The Sunflower Movement will take its place alongside past struggles in the long journey of Taiwanese democracy as the Wild Lily Movement of 1990 and the Kaohsiung Incident of 1979. Less clear is what, in history, we will be able to point to as the concrete effects of the movement. In truth, it is still too early to tell. But we can examine the past year’s events as we can root them in the Sunflower Movement.
THE LEGISLATIVE YUAN occupation was largely a spontaneous event, but developed out of a planned protest during the night of March 18th against the CSSTA trade bill which unexpectedly developed into students and others charging into the Legislative Yuan and occupying it. The occupation itself would last for 23 days but few occupiers, if any, expected the occupation to last for close to a month. When occupiers sought to inveigh upon Ma Ying-Jeou presidential administration to meet with them and listen to their demands, the refusals of the Ma administration to even acknowledge the students led to an impasse. It was feared that the movement, if it was unable to make demands of government, would eventually disintegrate.
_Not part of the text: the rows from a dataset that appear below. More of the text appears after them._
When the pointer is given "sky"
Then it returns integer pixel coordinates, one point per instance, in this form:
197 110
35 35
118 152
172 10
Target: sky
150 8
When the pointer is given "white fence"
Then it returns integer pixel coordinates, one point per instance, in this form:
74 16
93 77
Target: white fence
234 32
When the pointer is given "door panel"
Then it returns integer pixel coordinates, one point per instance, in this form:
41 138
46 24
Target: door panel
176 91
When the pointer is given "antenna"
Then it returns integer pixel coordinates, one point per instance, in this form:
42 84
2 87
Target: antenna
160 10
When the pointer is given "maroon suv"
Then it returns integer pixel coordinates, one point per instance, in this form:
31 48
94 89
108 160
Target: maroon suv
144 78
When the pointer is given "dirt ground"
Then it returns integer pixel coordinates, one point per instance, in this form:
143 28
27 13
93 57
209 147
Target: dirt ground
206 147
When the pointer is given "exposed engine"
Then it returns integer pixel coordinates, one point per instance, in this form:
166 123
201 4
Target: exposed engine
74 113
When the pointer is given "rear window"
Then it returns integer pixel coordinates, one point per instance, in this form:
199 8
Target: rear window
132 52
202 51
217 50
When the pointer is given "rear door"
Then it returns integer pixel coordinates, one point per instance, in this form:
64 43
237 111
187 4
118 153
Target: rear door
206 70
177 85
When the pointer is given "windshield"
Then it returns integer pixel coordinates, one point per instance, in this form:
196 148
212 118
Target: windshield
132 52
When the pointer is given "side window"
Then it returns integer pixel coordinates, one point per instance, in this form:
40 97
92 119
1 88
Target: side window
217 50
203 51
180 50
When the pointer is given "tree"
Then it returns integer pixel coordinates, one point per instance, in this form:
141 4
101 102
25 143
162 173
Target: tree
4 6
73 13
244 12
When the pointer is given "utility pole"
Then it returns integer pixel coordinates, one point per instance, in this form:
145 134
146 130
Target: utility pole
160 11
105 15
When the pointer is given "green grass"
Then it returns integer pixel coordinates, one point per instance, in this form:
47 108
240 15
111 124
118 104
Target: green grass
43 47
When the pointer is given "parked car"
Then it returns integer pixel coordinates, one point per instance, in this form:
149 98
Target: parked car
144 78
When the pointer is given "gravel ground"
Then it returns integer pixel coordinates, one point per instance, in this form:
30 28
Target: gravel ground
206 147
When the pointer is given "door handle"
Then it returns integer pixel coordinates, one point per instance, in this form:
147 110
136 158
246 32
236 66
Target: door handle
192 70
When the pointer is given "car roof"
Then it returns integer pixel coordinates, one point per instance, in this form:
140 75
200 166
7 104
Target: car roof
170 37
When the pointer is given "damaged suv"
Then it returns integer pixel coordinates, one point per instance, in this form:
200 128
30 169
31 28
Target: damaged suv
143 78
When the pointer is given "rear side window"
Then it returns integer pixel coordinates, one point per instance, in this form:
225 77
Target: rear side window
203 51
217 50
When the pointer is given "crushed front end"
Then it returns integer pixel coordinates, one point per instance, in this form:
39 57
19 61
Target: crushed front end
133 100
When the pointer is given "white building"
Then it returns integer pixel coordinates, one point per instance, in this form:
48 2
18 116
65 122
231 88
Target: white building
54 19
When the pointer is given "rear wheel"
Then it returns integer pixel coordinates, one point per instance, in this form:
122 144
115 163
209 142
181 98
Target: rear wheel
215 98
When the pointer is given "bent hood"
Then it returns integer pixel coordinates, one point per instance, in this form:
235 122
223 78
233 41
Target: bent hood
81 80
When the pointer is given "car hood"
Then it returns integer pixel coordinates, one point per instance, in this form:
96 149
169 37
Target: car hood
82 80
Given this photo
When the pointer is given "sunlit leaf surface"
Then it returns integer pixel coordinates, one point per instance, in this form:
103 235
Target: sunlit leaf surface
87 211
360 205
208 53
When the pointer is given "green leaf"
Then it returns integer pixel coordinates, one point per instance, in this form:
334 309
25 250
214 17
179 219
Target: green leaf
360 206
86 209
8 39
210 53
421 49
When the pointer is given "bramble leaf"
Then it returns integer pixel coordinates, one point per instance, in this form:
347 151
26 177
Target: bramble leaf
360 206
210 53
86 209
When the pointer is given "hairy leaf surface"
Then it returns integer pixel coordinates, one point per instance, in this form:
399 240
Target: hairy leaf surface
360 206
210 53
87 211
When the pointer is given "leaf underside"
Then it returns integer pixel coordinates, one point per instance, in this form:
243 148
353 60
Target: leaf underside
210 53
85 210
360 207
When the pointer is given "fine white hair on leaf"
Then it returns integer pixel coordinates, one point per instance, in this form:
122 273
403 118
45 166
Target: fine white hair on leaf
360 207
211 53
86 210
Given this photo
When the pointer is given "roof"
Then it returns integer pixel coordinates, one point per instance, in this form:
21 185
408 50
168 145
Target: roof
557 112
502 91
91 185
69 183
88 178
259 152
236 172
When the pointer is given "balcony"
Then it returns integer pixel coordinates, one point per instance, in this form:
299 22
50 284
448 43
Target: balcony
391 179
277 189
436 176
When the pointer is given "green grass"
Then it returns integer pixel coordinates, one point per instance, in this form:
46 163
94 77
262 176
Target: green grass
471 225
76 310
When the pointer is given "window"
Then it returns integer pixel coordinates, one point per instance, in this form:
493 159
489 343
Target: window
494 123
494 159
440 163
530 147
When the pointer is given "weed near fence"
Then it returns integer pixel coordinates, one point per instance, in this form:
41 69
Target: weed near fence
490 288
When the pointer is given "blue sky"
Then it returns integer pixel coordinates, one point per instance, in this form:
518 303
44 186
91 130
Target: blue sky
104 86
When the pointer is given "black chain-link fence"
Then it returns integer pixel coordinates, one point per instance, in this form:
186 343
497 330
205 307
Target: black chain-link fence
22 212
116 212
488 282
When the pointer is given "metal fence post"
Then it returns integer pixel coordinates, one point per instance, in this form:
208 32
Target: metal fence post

In the aftermath of “324,” a controversial failed attempt by several hundred students to seize Taiwan’s executive branch of government, the Executive Yuan in order to break the impasse with government, student occupation leaders declared a large-scale protest to occur in Taipei on March 30th. On what became known as “330,” 500,000 people—some five percent of the Taiwanese population—took the streets of Taipei for an afternoon. What is most remarkable was that the protest was declared by the student occupiers within the Legislative Yuan no more than three days beforehand, but the event came together and went largely without incident nonetheless. Students later vacated the Legislative Yuan on April 10th, after declaring plans to do so on April 7th. Once outside, were hailed by members of the Taiwanese public as heroes.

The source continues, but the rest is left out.